Uno de los lectores de mis comentarios semanales, expresó: “Mire, ya vimos que el PRI, el PAN y el PRD son iguales, iguales de corruptos. Ahora vamos a darle oportunidad a otro, así ponemos fin al hartazgo en que hemos vivido”. Las generaciones de mexicanos nacidos entre 1960 y 1985, así como los que hoy primera vez han ido a las urnas, me dijeron “nosotros desde que tenemos uso de razón, solo hemos oído hablar de corrupción y de violencia. ¡Ya estamos hartos!”.

 Como político activista desde los 23 años de edad, en 1976, López Obrador dijo ser víctima de fraude electoral en 2006 y protestó con “violencia pacífica” y en 2012 al ser nuevamente derrotado en las urnas, cambió de táctica, principiando su tercera campaña dialogando con la gente de los más apartados y olvidados pueblos, recorrió municipios nunca visitados por funcionarios ni políticos.
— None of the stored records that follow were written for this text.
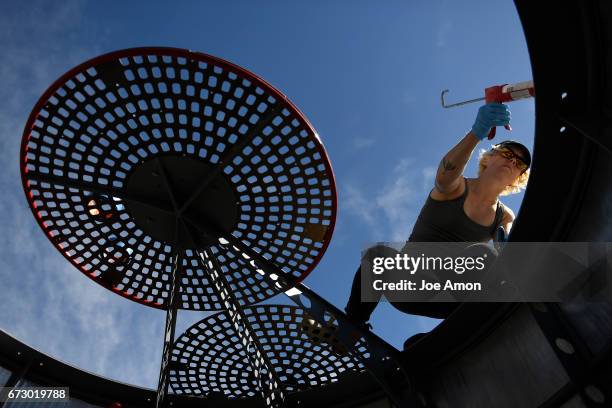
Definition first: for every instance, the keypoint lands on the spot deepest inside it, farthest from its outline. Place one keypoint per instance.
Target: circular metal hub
(162, 183)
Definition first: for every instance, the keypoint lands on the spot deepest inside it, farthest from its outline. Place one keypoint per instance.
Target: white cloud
(363, 142)
(390, 210)
(46, 302)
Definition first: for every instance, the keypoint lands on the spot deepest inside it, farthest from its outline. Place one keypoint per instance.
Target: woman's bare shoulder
(458, 192)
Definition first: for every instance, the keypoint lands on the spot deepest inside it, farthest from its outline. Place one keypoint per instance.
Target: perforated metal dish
(108, 140)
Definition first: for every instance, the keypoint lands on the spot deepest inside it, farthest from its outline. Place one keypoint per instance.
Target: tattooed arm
(450, 170)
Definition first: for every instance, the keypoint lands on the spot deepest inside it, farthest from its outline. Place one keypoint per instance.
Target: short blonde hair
(516, 187)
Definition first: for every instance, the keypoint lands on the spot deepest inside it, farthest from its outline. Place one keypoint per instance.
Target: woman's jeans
(360, 312)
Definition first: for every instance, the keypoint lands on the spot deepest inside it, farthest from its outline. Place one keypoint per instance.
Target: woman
(457, 209)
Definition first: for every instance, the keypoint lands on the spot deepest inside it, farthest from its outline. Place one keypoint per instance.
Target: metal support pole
(162, 387)
(267, 381)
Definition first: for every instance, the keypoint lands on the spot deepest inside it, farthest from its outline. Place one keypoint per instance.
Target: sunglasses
(515, 158)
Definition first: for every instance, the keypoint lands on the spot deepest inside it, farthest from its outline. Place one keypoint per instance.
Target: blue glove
(490, 115)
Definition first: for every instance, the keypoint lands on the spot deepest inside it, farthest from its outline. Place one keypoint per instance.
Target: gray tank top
(445, 221)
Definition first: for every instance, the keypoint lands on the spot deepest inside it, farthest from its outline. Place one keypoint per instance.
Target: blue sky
(368, 76)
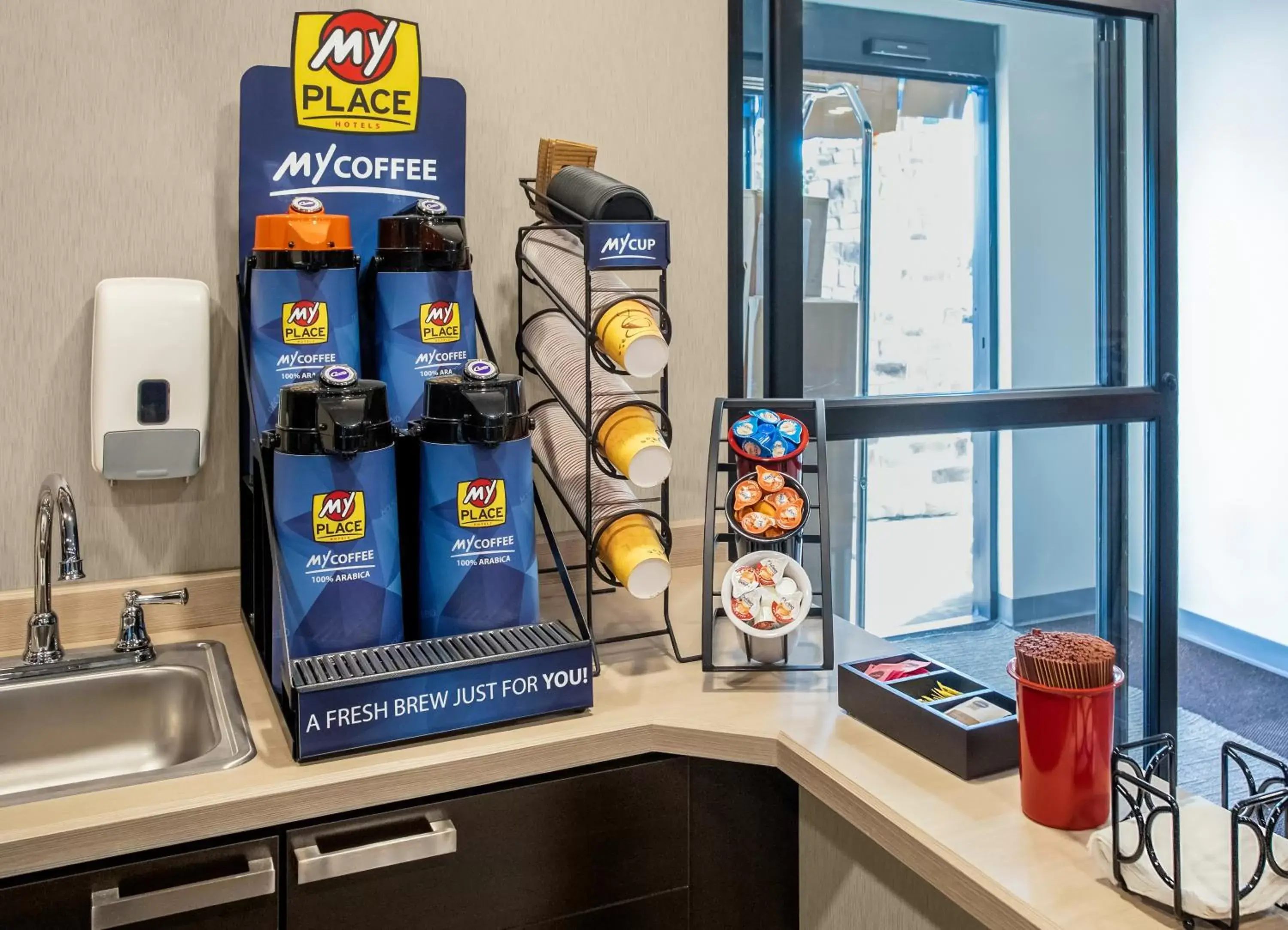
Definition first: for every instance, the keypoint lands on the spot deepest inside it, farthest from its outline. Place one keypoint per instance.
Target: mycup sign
(628, 245)
(356, 73)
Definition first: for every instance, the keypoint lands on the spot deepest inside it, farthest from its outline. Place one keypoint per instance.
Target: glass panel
(981, 261)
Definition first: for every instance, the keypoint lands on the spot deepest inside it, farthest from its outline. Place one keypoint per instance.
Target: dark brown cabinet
(222, 888)
(659, 843)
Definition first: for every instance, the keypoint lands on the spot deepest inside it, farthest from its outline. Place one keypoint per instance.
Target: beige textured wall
(119, 158)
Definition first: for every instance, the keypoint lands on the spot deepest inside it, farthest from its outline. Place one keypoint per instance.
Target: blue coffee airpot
(335, 509)
(477, 535)
(423, 304)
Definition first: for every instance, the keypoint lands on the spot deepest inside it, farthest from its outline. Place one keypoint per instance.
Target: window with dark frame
(771, 38)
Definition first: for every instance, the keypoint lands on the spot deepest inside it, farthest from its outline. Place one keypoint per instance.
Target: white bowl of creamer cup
(786, 572)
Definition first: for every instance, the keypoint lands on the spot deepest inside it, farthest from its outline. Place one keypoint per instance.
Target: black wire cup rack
(344, 702)
(1139, 796)
(814, 534)
(590, 517)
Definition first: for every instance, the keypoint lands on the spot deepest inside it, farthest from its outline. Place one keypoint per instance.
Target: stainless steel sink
(84, 731)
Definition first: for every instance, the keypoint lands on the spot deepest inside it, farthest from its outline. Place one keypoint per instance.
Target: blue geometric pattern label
(478, 557)
(301, 322)
(340, 568)
(424, 329)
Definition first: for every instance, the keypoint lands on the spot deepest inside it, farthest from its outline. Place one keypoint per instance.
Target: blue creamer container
(303, 302)
(424, 304)
(335, 511)
(477, 535)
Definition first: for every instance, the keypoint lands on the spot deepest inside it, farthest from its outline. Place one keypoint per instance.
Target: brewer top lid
(339, 413)
(427, 228)
(304, 227)
(478, 406)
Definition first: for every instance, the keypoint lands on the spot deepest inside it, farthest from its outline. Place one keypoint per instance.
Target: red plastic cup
(789, 464)
(1067, 741)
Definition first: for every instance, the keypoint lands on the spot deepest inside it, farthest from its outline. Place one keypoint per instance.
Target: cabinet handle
(313, 865)
(109, 909)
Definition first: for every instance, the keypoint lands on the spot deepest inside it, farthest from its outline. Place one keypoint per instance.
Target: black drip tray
(897, 710)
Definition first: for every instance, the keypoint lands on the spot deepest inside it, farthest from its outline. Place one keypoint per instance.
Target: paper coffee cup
(633, 339)
(634, 445)
(634, 553)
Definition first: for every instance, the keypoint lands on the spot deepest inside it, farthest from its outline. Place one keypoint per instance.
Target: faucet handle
(134, 634)
(136, 599)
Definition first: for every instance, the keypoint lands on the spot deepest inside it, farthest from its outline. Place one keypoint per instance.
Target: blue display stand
(355, 701)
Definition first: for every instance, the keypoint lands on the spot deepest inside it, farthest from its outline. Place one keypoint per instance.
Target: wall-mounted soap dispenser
(150, 382)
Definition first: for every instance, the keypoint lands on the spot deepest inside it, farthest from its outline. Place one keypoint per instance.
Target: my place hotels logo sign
(481, 503)
(339, 517)
(356, 73)
(440, 322)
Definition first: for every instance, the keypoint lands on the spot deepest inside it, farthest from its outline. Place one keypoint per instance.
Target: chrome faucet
(55, 504)
(44, 655)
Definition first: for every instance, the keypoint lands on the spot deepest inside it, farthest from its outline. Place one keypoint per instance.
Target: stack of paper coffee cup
(629, 437)
(629, 545)
(625, 326)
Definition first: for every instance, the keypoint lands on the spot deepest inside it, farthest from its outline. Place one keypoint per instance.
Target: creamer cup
(632, 338)
(634, 553)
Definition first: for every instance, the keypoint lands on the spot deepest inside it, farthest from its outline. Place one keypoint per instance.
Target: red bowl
(789, 464)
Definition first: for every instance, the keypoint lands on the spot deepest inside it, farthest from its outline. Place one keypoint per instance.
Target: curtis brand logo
(440, 322)
(356, 73)
(339, 517)
(481, 503)
(628, 248)
(304, 322)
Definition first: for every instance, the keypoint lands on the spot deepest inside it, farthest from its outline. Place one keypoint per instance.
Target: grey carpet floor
(1221, 699)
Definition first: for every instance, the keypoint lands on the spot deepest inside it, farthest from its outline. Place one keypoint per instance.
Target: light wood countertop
(969, 839)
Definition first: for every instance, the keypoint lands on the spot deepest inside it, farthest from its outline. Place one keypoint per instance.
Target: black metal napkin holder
(1263, 811)
(592, 520)
(347, 702)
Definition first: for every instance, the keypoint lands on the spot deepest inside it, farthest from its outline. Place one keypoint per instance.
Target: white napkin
(1205, 861)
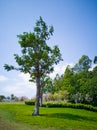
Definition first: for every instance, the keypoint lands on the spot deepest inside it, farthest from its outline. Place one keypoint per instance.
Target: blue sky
(75, 32)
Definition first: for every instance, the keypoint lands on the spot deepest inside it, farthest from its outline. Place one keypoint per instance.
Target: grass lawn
(18, 117)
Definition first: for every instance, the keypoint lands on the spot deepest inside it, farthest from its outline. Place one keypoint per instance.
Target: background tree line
(77, 84)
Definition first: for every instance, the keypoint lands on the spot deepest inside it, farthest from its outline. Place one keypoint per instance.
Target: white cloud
(20, 86)
(60, 69)
(3, 78)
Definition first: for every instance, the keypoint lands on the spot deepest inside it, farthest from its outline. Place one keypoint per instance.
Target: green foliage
(49, 119)
(30, 102)
(69, 105)
(36, 58)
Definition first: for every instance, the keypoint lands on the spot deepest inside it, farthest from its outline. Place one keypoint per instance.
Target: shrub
(30, 102)
(70, 105)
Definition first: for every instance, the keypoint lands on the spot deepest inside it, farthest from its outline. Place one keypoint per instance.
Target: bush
(30, 102)
(70, 105)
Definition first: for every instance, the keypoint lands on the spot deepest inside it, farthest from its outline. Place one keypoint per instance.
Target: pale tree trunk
(41, 100)
(36, 110)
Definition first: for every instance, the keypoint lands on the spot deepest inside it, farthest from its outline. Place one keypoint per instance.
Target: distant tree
(37, 57)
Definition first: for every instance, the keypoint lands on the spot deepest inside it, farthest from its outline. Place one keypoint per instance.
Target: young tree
(37, 57)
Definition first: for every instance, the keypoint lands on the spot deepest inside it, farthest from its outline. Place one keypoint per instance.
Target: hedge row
(64, 105)
(30, 102)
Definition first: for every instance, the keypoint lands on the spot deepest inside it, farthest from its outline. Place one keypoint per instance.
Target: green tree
(37, 57)
(83, 64)
(2, 97)
(95, 60)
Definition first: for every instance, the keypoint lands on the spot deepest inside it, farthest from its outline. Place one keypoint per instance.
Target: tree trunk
(41, 99)
(36, 110)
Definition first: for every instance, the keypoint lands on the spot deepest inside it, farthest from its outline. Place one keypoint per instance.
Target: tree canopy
(37, 58)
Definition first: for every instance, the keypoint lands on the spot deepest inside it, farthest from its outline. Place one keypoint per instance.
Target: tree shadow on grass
(70, 117)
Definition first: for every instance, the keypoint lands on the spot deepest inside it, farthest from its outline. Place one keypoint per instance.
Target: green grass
(18, 116)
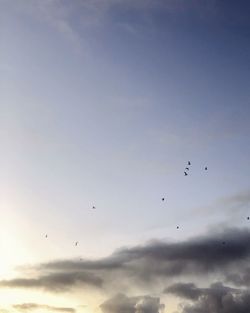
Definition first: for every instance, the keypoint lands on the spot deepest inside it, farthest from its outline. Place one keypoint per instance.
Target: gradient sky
(103, 102)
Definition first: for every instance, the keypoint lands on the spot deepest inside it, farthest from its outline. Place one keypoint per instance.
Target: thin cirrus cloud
(31, 307)
(55, 282)
(217, 298)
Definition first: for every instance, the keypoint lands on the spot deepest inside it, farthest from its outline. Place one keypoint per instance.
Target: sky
(103, 103)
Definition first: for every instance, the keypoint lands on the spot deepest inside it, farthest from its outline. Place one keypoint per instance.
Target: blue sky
(103, 103)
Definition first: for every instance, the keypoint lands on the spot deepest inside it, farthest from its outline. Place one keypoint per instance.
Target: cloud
(238, 202)
(123, 304)
(164, 259)
(28, 307)
(184, 290)
(216, 299)
(55, 281)
(148, 265)
(241, 278)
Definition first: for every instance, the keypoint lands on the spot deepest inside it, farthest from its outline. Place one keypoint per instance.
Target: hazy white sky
(103, 103)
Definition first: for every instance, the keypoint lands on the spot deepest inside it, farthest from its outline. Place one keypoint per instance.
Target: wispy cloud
(221, 253)
(56, 282)
(30, 307)
(218, 298)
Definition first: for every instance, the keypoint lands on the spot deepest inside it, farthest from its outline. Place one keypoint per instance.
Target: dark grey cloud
(55, 281)
(184, 290)
(123, 304)
(219, 253)
(241, 278)
(28, 307)
(217, 299)
(199, 255)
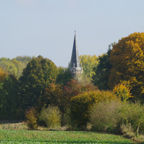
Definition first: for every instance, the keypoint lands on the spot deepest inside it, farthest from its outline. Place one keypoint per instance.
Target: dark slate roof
(75, 55)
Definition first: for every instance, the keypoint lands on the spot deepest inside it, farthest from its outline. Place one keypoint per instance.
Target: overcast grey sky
(46, 27)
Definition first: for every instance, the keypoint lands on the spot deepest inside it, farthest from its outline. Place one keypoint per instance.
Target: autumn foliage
(82, 103)
(3, 74)
(122, 92)
(127, 59)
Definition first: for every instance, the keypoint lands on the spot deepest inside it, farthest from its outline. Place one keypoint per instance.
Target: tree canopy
(102, 70)
(127, 59)
(88, 62)
(35, 77)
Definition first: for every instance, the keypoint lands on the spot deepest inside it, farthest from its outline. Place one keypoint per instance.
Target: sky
(46, 27)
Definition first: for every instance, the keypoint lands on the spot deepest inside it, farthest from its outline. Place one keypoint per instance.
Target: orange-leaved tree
(127, 59)
(3, 74)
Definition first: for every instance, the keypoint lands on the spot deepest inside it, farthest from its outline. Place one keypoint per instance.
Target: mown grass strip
(11, 136)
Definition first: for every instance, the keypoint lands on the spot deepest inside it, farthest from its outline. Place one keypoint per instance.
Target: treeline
(16, 65)
(116, 75)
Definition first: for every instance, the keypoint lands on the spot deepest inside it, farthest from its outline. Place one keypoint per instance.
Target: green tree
(9, 98)
(35, 78)
(88, 62)
(13, 66)
(64, 76)
(102, 70)
(127, 59)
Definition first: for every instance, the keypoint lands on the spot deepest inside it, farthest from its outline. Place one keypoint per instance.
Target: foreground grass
(43, 137)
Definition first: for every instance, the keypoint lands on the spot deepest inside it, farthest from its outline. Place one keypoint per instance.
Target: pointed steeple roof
(75, 56)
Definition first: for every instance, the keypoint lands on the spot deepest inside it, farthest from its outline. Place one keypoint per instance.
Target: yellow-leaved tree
(127, 59)
(3, 74)
(88, 63)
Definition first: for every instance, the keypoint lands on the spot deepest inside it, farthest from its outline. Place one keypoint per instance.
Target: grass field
(67, 137)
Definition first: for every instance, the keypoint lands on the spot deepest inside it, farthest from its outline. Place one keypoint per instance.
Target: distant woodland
(29, 86)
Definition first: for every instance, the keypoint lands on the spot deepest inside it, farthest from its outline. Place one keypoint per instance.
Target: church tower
(75, 66)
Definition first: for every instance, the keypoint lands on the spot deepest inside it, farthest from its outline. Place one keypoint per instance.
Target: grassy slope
(13, 136)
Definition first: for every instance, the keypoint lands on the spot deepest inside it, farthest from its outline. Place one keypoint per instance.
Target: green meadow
(52, 137)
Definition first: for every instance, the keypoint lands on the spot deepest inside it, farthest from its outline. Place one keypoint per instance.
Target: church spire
(75, 55)
(75, 66)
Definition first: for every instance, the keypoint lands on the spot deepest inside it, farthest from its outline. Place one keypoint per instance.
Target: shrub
(51, 116)
(122, 92)
(116, 116)
(103, 116)
(82, 103)
(133, 114)
(32, 117)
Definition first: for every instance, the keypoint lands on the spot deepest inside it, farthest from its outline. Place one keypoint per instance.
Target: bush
(122, 92)
(133, 114)
(51, 116)
(82, 103)
(116, 116)
(103, 116)
(32, 117)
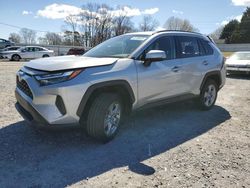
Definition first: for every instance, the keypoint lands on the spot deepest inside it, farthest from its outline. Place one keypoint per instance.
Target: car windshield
(121, 46)
(241, 56)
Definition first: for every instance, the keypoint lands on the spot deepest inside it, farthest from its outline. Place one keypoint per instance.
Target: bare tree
(14, 37)
(122, 24)
(28, 36)
(174, 23)
(96, 23)
(53, 38)
(71, 21)
(148, 23)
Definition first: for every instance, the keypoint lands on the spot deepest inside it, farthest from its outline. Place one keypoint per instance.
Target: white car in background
(28, 52)
(239, 62)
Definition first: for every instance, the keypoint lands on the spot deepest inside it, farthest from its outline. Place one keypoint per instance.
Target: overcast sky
(47, 15)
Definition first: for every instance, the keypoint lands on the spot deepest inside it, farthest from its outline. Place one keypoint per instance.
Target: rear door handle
(205, 63)
(176, 68)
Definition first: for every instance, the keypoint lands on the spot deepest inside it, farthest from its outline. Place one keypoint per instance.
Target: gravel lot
(171, 146)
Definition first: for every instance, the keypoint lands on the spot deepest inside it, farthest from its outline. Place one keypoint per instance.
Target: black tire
(15, 57)
(45, 55)
(98, 112)
(210, 88)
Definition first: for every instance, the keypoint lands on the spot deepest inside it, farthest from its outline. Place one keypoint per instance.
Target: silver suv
(122, 74)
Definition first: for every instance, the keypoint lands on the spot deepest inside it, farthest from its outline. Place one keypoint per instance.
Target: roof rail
(166, 30)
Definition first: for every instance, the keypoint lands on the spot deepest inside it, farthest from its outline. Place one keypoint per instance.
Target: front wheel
(208, 95)
(104, 117)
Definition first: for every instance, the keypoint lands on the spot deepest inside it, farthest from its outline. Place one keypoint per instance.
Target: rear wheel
(104, 117)
(208, 95)
(15, 57)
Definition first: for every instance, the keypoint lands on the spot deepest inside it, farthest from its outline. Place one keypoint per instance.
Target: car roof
(178, 32)
(242, 52)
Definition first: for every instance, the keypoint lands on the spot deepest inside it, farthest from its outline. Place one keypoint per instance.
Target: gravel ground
(171, 146)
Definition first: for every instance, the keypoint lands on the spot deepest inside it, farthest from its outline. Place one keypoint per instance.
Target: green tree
(244, 27)
(229, 30)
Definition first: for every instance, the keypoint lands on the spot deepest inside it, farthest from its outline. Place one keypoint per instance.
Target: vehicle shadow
(36, 158)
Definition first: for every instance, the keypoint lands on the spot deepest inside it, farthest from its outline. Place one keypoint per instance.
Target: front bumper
(238, 69)
(49, 106)
(27, 111)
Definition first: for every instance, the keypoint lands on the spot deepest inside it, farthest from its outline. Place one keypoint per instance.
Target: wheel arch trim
(100, 85)
(210, 74)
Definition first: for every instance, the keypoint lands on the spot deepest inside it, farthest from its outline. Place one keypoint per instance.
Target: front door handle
(205, 63)
(176, 68)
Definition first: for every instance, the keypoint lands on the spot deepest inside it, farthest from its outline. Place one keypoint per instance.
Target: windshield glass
(121, 46)
(241, 56)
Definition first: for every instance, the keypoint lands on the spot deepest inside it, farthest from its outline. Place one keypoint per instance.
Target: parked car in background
(5, 43)
(76, 51)
(239, 62)
(28, 52)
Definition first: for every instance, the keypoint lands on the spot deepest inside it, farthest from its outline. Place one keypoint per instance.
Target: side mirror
(154, 55)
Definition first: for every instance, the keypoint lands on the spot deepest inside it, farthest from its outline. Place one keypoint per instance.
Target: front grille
(23, 86)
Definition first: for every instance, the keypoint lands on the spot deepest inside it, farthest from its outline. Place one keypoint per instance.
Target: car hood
(237, 62)
(68, 62)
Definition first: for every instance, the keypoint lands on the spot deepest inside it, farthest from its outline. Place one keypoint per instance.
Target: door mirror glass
(154, 55)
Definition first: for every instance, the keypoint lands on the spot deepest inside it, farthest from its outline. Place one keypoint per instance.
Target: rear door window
(187, 47)
(165, 44)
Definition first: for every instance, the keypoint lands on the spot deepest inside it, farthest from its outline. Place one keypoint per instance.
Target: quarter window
(187, 47)
(164, 44)
(206, 49)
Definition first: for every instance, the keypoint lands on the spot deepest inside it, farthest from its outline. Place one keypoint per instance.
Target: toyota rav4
(122, 74)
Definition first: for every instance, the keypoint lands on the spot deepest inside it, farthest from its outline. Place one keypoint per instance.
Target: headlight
(54, 78)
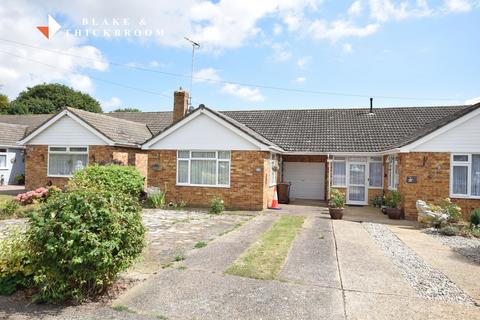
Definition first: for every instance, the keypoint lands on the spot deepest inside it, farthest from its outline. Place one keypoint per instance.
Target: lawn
(265, 258)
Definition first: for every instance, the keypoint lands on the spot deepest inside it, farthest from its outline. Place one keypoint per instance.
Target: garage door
(307, 178)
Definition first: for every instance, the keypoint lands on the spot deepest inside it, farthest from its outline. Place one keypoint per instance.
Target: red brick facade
(249, 188)
(36, 162)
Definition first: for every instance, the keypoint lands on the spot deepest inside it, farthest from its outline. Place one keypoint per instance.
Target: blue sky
(423, 52)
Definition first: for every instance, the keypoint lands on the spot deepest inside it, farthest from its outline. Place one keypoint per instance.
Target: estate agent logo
(52, 28)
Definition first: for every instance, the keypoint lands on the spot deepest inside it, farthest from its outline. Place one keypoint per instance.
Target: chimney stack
(180, 104)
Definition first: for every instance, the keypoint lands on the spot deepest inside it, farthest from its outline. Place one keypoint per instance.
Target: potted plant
(393, 201)
(337, 204)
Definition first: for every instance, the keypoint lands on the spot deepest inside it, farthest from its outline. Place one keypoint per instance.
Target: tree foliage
(51, 98)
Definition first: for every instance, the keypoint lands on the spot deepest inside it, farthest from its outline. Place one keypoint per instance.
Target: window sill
(202, 186)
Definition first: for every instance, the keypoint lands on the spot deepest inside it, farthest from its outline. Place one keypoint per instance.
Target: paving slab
(312, 257)
(363, 265)
(453, 265)
(371, 306)
(223, 251)
(198, 294)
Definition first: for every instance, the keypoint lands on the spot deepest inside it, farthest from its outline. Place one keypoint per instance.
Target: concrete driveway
(334, 270)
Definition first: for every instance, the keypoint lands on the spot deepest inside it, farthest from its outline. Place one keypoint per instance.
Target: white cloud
(458, 6)
(473, 100)
(300, 79)
(206, 75)
(339, 29)
(242, 92)
(303, 62)
(347, 48)
(112, 103)
(18, 19)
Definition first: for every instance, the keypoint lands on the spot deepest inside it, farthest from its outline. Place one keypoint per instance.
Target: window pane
(339, 174)
(223, 172)
(203, 154)
(475, 175)
(203, 172)
(460, 158)
(223, 154)
(182, 171)
(376, 174)
(460, 178)
(183, 154)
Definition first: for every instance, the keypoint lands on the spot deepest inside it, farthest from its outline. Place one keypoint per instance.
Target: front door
(357, 186)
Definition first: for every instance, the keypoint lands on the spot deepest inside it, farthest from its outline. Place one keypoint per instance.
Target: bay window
(393, 173)
(203, 168)
(465, 175)
(64, 161)
(339, 172)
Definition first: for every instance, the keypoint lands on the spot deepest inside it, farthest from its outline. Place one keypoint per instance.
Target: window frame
(65, 152)
(393, 177)
(467, 164)
(189, 159)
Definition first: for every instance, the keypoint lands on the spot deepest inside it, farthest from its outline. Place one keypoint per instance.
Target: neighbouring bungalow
(427, 153)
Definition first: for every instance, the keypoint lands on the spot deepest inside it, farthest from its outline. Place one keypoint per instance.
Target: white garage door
(307, 178)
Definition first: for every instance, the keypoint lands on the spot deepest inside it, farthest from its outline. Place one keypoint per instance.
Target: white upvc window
(3, 158)
(203, 168)
(393, 172)
(375, 173)
(273, 174)
(465, 175)
(339, 172)
(65, 161)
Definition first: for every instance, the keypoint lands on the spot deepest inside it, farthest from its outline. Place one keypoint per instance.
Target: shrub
(82, 239)
(449, 231)
(8, 208)
(394, 199)
(475, 218)
(216, 205)
(453, 211)
(156, 198)
(16, 271)
(115, 178)
(337, 198)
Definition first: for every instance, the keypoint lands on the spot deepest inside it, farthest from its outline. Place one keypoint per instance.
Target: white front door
(357, 183)
(307, 179)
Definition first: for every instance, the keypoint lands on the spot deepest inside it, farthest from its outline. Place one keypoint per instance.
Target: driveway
(334, 270)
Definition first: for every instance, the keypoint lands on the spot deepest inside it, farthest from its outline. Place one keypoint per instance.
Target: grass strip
(264, 259)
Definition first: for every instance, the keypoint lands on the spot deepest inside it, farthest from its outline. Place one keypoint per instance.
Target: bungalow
(424, 153)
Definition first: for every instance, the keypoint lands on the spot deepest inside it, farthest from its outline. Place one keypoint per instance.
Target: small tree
(51, 98)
A todos les habló de un cambio social, político y económico.

La verdad es que mientras más de la mitad del total de electores depositaron su voto a favor del tabasqueño, la otra mitad simplemente emitió su voto “porque López Obrador será un dictador”, “mejor votaré por el que va en segundo lugar, porque no quiero que gané López Obrador” y quedó demostrado que el pueblo mayoritariamente no quiere saber nada de priistas, panistas ni de perredistas. Lo único cierto es que a Morena se le colaron hasta expresidentes del PAN, “distinguidos” miembros del PRI y los perredistas que integraban “tribus”.

Otro de los factores que mucho influyó en la determinación de mujeres y hombres, al ejercer su derecho de elegir a sus gobernantes y a sus legisladores, fue –y está vigente—la pésima administración sexenal que está por concluir. La corrupción, la impunidad, la inseguridad y la imparable ola de asesinatos en el proceso electoral, caracterizarán, para siempre, al gobierno de Enrique Peña Nieto  que permitió los saqueos de gobernadores, los negocios ilícitos de sus colaboradores, los millonarios apoyos de Odebrecht. Todo esto último producto de la egolatría y la soberbia del hombre que fue apabullado, electoralmente, en su natal Atlacomulco, Estado de México.

López Obrador calmó a los nerviosos con sus discursos la noche del domingo y las primeras horas del lunes. El primero lo pronunció en un espacio de conocido hotel capitalino, después lo hizo en su lugar preferido: el Zócalo, la Plaza de la Constitución, en el mero corazón de la Capital del País. Sereno, con un lenguaje muy apropiado para el momento, Andrés Manuel habló ante la multitud que llenó la explanada monumental, frente a Palacio Nacional, a un lado de la Catedral Metropolitana. A “los viejitos” les reiteró que desde el primer día de su sexenio, el sábado 1 de diciembre de 2018 dispondrá que sea duplicada la pensión alimentaria, con la novedad de que será con carácter nacional. Esa prestación social la impuso en sus días de jefe de Gobierno del Distrito Federal.

PREGUNTA PARA MEDITAR:

¿La derrota que infligió el pueblo a los partidos políticos, PRI, PAN y PRD, hará reaccionar a sus dirigentes y emprender inmediatamente la recomposición total de sus estructuras?